Едва это было произнесено, как гости тоже заметили эту странность. Раздались удивлённые восклицания.
– Посмотрите под горшком, – кивнул детектив.
Дворецкий оглянулся на хозяйку, дал знак слуге, и тот приподнял цветок. На паркете что-то белело. Госпожа Червонопиская коршуном бросилась вперёд, схватила с пола обрывки бумаги, сложила их трясущимися руками вместе. С листка на неё смотрела собачья морда.
– Сирко! – воскликнула хозяйка, прижимая портрет к груди. – Да! Это он! Его порвали!
Среди гостей поднялся шум.
Флорентийская дама подошла поздравлять хозяйку. За ней потянулись остальные. Образовалась радостная толчея.

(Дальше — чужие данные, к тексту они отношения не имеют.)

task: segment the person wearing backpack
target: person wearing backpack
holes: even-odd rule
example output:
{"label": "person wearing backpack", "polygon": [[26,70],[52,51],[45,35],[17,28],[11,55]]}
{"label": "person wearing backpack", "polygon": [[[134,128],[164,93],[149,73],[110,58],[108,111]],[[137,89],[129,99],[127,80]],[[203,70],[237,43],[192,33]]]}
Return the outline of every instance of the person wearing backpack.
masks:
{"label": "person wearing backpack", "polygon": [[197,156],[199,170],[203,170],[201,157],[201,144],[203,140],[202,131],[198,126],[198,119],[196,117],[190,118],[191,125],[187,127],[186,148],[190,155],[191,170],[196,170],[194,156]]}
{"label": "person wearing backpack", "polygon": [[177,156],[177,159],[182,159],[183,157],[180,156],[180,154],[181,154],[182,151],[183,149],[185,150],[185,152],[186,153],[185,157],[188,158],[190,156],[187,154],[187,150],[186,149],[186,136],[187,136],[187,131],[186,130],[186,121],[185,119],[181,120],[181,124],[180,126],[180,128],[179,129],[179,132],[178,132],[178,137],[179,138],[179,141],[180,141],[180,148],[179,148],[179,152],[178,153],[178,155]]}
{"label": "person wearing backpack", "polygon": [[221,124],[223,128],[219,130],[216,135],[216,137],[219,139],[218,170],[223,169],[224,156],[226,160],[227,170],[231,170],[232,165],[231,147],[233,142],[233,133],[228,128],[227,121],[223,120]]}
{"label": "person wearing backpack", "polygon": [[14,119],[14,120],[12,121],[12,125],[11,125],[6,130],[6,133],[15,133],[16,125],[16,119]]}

– А кто же вор? – спросила, перекрикивая шум, прилипчивая женщина.
Сыщик хотел было проигнорировать вопрос, но госпожа Червонопиская тоже поворотилась к юноше.
– Да, кто?
Тот вздохнул и нехотя, извиняющимся тоном ответил:
– Ваш муж, мадам.
Купец подобрался, уставившись на жену преданным взглядом.
– То, что художник использовал бросовую бумагу с потрёпанными краями, знали лишь он сам и вор. Рисунок ведь был в рамке и покрыт стеклом! Краёв видно не было! А ваш муж знал!
– Ты! – зарокотала хозяйка дома, наступая на растерянного Червонопиского. – Моего Сирка!
– Лапочка! Да что ты! – залепетал купец. – Это ж только пёс! Он меня при жизни изводил, а теперь ещё и портрет на самом видном месте! Я не выдержу!
– Мизантроп! – бросила женщина ему в лицо. – Кошатник! – и выбежала из залы.
– Лапочка! – купец бросился следом.
Гости остались одни. Секундную растерянность прервала всё та же дама во флорентийском наряде.
– Блестяще проведённое расследование, барон! – проговорила она.
– Поразительно, как быстро вы всё раскрыли! – тут же закричала гостья в наряде Помпадур.
– Какая наблюдательность! – вторил ещё какой-то голос.
С героем дня, однако, случилось что-то странное. Он заметил у входной двери двух разговаривающих с церемониймейстером молодых мужчин в самых обычных фраках. Детектив поражённо замер, не в силах шевельнуться. Будто привидения увидел.
– Удивительное расследование! – пролепетала некая дебютантка, соизволившая невзначай коснуться своими мазовецкими юбками таурегской накидки юноши.
Это прикосновение вывело сыщика из состояния остолбенения. Он собрался с силами и шагами приговорённого направиться ко вновь пришедшим.
– Примите и мои поздравления! – сказал один из мужчин. – Действительно весьма эффектное следствие!
– Ронислав Вакулович! – пробормотал юноша, отводя глаза.
– Пойдёмте отсюда! – буркнул новоявленный гость, направляясь к выходу. – Из ящичка для писем паромобиля исчезло приглашение на этот бал. Любопытство заставило нас зайти посмотреть.
– Я… – пропищал юноша. – Я же вас упрашивала пойти сюда!
– А если бы вас раскрыли, Ветрана Петровна! – вспылил мужчина. – А? Если бы здесь был кто-нибудь из моих знакомых! Вы понимаете, какой бы это был скандал!
– Grandiose
[108]… – понурив голову, шмыгнул носом «сыщик».
Подвал банка был просторным. Если бы не отсутствие окон, если бы не длинный спуск по лестнице, любой бы решил, что находится в каком-нибудь дворцовом покое!